What is IGP (Interior Gateway Protocol)?

A type of routing protocol used for distributing routing information within autonomous systems in large internetworks based on the TCP/IP protocol (such as the Internet).

How it works

Interior Gateway Protocols (IGPs) specify how routers within an autonomous system (AS) exchange routing information with other routers within the same autonomous system. This is in contrast to Exterior Gateway Protocols (EGPs), which facilitate the exchange of routing information between different autonomous systems.
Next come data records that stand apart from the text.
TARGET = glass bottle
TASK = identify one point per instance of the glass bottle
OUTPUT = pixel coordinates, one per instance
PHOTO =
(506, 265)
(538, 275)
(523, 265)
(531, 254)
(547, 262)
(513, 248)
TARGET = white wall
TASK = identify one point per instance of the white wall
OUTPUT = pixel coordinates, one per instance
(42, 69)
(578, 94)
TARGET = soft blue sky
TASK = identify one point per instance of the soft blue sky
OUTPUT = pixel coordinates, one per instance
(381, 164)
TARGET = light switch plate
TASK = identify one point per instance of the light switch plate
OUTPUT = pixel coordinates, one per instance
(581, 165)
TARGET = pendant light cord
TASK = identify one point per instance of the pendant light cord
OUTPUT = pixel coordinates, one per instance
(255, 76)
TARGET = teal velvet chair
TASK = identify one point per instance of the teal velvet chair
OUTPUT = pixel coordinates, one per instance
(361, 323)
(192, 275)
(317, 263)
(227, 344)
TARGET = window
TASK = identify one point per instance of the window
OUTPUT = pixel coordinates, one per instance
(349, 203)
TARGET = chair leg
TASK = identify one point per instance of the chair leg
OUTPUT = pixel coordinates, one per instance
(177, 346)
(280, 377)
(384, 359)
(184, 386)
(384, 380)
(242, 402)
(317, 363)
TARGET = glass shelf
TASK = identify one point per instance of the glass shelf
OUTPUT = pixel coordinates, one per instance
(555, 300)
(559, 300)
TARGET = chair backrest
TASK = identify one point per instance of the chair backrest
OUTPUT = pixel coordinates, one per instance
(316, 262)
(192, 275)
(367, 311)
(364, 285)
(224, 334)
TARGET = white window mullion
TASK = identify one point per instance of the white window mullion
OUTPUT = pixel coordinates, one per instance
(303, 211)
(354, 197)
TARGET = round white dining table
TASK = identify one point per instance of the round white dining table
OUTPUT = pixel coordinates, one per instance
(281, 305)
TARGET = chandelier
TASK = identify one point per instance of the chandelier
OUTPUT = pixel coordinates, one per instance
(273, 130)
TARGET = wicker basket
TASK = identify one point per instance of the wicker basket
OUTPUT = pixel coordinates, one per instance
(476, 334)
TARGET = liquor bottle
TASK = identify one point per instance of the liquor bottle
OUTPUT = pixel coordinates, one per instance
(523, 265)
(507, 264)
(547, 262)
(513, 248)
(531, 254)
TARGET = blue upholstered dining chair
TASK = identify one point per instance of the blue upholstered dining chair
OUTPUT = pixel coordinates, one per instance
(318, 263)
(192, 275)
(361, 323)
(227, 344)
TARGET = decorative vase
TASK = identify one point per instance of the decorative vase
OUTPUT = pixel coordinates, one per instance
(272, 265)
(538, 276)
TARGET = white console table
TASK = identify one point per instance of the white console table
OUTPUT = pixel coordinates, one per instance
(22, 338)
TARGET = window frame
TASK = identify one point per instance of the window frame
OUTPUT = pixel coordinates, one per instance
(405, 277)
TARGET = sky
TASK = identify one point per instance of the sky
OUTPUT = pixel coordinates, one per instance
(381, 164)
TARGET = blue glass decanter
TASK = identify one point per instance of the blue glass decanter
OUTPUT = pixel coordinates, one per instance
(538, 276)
Examples of IGPs for TCP/IP internetworks include the following:

  • Routing Information Protocol (RIP) for Internet Protocol (IP), which is based on the distance-vector algorithm. RIP is a popular protocol for small to medium-sized internetworks.
  • Open Shortest Path First (OSPF) Protocol, which is based on the link-state algorithm. OSPF is used mainly on medium to large-sized internetworks.
  • Interior Gateway Routing Protocol (IGRP), a distance-vector protocol developed by Cisco Systems.

Graphic I-7. A network using IGP to route information within an autonomous system and EGP to route information between autonomous systems.

NOTE

Microsoft Windows NT version 4 with the Routing and Remote Access Service (RRAS) installed and Windows 2000 with Routing and Remote Access installed support RIP for IP and for OSPF.